Our key point of difference with market pricing remains the trajectory of the OCR thereafter. We continue to see a steady path of hikes, taking the OCR to 4.50% by mid-2015.

We therefore continue to view dips in mid-curve swap yields as hedging opportunities.

While NZ celebrated the Queen’s birthday, offshore markets were fairly volatile. After a further 3.7% decline in the Japanese Nikkei index, European markets were initially buoyed by stronger-then-expected European PMI data. This saw ‘safe haven’ German and US 10-year bonds initially sell-off.

US 10-year yields climbed as high as 2.18% ahead of the US ISM release early this morning. However, subsequently, US 10-year yields dropped below 2.07% before returning to trade around 2.11% this morning.

Current dynamics are consistent with our view that US 10-year yields have likely now moved into a higher range (1.80%-2.25%), but still remain vulnerable to individual data points.
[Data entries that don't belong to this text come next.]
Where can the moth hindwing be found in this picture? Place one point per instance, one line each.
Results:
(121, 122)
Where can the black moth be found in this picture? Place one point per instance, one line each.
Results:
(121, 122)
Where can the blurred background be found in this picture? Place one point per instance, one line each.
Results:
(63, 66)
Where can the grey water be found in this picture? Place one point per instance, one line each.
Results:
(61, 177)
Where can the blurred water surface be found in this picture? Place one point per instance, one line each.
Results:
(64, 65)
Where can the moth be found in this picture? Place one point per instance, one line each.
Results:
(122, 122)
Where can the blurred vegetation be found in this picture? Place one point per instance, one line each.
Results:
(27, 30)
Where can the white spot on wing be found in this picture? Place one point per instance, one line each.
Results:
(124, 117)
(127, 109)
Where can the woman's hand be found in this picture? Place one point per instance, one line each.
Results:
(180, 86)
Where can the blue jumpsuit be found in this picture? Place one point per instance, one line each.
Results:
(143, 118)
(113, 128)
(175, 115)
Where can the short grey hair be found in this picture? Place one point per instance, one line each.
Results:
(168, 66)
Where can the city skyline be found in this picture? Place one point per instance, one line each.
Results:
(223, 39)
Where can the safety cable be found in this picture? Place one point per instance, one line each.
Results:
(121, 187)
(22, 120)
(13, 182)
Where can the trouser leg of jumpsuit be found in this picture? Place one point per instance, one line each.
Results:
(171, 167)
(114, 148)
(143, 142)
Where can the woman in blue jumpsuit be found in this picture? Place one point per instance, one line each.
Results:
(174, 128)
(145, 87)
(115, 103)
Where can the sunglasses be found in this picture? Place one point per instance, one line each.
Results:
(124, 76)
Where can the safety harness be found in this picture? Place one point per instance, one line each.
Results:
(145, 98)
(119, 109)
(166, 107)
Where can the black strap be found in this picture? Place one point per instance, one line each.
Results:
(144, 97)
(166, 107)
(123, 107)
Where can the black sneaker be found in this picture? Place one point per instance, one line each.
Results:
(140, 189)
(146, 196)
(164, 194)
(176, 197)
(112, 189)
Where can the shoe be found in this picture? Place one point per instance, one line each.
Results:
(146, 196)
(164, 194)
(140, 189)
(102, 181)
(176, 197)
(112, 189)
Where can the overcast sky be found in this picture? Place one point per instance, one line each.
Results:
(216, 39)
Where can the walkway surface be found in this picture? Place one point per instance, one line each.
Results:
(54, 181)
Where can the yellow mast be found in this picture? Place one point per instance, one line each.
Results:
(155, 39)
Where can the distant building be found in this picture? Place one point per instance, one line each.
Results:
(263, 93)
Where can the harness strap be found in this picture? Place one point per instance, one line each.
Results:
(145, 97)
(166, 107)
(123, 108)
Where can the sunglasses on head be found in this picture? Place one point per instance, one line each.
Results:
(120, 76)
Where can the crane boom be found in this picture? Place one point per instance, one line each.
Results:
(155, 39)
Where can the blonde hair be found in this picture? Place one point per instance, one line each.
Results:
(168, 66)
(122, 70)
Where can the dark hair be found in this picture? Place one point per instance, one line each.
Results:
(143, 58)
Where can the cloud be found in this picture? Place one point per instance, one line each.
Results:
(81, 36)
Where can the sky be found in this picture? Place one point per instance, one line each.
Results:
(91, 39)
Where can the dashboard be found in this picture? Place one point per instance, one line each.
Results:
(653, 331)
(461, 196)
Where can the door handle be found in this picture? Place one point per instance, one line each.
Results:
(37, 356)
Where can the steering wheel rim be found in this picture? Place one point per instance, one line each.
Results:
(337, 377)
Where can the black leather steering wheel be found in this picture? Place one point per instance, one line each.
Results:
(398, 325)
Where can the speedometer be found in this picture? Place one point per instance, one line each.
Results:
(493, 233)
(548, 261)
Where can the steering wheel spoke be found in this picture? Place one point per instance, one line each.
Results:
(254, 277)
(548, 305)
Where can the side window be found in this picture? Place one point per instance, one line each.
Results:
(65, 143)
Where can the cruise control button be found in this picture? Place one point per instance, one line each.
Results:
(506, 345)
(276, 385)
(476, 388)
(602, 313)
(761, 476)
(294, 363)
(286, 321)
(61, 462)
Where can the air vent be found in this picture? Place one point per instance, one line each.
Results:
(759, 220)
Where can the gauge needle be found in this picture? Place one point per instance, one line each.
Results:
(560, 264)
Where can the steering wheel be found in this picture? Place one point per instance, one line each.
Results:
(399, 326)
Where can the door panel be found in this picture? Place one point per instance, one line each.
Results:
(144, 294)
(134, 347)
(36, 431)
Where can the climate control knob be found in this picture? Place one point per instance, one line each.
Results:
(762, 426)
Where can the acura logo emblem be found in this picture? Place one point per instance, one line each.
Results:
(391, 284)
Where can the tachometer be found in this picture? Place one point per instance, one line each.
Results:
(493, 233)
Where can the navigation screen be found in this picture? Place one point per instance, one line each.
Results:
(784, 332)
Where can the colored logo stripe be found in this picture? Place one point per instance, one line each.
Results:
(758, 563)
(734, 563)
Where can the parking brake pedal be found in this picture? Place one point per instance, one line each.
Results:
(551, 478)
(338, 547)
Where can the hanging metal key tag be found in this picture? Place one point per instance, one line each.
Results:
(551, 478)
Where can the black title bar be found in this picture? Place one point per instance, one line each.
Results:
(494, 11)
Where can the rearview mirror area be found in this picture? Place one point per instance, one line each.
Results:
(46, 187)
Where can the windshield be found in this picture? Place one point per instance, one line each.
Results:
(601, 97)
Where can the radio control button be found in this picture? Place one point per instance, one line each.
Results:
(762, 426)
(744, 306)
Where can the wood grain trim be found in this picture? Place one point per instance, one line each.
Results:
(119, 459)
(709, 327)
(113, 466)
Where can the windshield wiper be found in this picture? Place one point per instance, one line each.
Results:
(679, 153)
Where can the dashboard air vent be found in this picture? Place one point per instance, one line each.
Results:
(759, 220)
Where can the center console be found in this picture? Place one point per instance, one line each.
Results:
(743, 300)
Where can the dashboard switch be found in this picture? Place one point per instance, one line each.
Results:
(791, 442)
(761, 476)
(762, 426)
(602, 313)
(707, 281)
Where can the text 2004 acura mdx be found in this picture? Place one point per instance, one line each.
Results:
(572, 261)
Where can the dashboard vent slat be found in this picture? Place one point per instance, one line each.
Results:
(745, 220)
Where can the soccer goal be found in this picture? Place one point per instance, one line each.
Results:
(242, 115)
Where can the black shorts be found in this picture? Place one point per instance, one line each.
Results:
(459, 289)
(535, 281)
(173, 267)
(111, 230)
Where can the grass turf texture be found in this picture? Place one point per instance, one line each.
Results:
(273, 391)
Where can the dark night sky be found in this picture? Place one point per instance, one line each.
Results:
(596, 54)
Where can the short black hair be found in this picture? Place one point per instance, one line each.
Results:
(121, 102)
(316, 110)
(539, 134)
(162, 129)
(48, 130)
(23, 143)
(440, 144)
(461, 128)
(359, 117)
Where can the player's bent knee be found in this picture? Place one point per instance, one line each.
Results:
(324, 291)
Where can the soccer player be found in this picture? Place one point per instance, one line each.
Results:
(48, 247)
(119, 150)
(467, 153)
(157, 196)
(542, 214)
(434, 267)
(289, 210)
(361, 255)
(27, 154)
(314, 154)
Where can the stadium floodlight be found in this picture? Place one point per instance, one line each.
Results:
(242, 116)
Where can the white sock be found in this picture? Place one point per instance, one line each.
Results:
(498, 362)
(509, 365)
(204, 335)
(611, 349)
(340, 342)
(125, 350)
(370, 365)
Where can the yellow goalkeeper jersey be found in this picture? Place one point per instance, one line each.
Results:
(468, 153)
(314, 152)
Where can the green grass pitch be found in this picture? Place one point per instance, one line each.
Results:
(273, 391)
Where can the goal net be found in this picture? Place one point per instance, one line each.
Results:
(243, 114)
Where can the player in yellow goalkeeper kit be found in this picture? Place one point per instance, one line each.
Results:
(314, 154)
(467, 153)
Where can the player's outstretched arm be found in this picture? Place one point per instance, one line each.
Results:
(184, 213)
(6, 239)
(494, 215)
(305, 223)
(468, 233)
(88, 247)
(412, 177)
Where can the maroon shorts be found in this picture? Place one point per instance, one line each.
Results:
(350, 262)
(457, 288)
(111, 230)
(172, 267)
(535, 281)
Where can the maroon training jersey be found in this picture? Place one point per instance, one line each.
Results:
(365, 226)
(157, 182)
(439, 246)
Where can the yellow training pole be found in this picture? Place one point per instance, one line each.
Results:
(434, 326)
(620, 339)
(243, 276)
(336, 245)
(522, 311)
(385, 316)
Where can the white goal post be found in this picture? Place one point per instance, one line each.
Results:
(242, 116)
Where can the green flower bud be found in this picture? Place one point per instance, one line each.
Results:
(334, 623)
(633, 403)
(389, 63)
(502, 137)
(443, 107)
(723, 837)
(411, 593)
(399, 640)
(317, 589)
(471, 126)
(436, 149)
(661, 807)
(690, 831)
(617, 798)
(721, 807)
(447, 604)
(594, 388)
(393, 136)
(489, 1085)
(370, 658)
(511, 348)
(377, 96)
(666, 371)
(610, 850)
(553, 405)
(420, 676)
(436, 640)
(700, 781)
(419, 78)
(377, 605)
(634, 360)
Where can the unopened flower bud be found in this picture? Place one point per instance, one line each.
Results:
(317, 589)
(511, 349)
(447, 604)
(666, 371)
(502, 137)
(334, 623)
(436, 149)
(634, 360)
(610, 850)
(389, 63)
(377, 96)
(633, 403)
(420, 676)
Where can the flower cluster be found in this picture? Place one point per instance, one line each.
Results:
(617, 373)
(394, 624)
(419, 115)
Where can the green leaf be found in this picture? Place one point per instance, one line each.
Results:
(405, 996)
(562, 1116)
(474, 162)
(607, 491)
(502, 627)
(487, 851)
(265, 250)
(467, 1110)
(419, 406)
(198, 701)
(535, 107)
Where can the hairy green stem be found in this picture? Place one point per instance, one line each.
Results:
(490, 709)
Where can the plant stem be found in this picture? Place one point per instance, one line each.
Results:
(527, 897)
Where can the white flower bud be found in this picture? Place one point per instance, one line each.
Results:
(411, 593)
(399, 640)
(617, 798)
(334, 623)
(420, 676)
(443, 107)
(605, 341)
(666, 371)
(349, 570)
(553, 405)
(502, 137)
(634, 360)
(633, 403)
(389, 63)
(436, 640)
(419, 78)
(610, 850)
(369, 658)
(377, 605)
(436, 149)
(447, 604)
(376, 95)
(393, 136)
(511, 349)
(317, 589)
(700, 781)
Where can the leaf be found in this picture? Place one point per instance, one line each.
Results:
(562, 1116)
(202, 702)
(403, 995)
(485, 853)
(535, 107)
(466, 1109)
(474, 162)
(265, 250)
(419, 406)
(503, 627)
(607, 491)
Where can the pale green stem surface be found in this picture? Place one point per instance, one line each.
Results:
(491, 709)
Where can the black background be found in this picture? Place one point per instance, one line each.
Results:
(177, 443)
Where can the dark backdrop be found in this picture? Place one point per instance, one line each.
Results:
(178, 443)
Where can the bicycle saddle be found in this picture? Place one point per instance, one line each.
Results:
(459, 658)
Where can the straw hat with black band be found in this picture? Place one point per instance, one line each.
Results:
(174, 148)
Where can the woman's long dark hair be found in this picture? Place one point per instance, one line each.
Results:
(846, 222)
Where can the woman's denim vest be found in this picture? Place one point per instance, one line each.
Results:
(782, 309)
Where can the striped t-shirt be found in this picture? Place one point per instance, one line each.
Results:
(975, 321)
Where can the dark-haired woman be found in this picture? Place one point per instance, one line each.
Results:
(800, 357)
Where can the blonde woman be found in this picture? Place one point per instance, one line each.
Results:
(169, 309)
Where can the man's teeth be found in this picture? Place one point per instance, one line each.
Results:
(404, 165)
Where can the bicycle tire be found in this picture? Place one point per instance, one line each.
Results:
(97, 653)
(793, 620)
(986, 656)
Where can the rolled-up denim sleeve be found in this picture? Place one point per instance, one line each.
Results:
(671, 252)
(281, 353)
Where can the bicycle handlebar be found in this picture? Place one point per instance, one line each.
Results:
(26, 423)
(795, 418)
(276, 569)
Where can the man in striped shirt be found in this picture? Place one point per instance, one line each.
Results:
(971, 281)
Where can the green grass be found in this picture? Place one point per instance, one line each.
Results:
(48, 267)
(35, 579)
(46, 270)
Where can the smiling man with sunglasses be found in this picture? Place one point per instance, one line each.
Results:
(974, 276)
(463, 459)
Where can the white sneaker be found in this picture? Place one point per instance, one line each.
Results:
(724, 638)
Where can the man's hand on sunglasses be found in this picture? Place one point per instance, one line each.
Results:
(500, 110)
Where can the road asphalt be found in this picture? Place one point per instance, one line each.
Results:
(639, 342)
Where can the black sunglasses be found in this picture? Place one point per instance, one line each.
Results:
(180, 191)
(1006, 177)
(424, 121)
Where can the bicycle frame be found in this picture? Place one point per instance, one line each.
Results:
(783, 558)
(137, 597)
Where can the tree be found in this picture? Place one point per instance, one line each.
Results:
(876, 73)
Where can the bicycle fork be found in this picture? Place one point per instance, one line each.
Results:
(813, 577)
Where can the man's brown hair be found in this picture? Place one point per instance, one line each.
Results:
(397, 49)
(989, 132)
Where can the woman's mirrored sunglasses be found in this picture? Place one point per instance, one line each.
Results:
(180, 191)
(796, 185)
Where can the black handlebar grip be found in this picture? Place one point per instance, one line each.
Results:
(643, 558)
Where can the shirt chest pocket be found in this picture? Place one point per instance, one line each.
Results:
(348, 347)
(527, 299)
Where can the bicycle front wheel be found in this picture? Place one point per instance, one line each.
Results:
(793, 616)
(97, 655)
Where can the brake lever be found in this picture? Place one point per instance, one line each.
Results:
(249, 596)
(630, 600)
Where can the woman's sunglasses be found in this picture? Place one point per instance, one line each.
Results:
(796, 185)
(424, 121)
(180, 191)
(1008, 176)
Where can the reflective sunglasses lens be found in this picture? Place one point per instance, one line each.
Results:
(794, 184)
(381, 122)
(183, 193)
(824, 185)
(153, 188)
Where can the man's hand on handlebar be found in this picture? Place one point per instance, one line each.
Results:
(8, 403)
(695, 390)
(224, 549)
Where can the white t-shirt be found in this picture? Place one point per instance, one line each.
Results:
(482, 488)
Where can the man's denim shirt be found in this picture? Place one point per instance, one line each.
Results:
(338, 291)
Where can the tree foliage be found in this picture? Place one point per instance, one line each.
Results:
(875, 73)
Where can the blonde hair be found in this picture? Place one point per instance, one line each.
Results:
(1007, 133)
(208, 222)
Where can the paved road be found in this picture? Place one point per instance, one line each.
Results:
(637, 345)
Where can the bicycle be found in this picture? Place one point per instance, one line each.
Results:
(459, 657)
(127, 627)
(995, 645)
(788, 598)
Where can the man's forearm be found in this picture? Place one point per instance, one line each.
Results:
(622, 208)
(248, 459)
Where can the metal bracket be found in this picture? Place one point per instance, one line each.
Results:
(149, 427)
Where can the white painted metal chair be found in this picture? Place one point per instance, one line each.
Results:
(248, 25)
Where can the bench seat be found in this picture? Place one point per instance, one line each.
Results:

We do not see a rapid one-way ascent for US 10-year yields, to our end-year forecast of 2.50%. As always, the direction of US (and AU) long yields will continue to exert a dominant influence on the long-end of the NZ curve.

For now, we continue to see the NZ 2-10s swap curve contained within a 95-125bps range.

Domestically, there are mostly 2nd tier data releases this week, though look out for the release of the Crown Financial Statements today. It is a big event week offshore.

The RBA announces rates today. Our NAB colleagues see it as too early for the Bank to cut again. On Thursday, the BoE and ECB announce rates. The key data highlight of the week will be Friday’s US payrolls.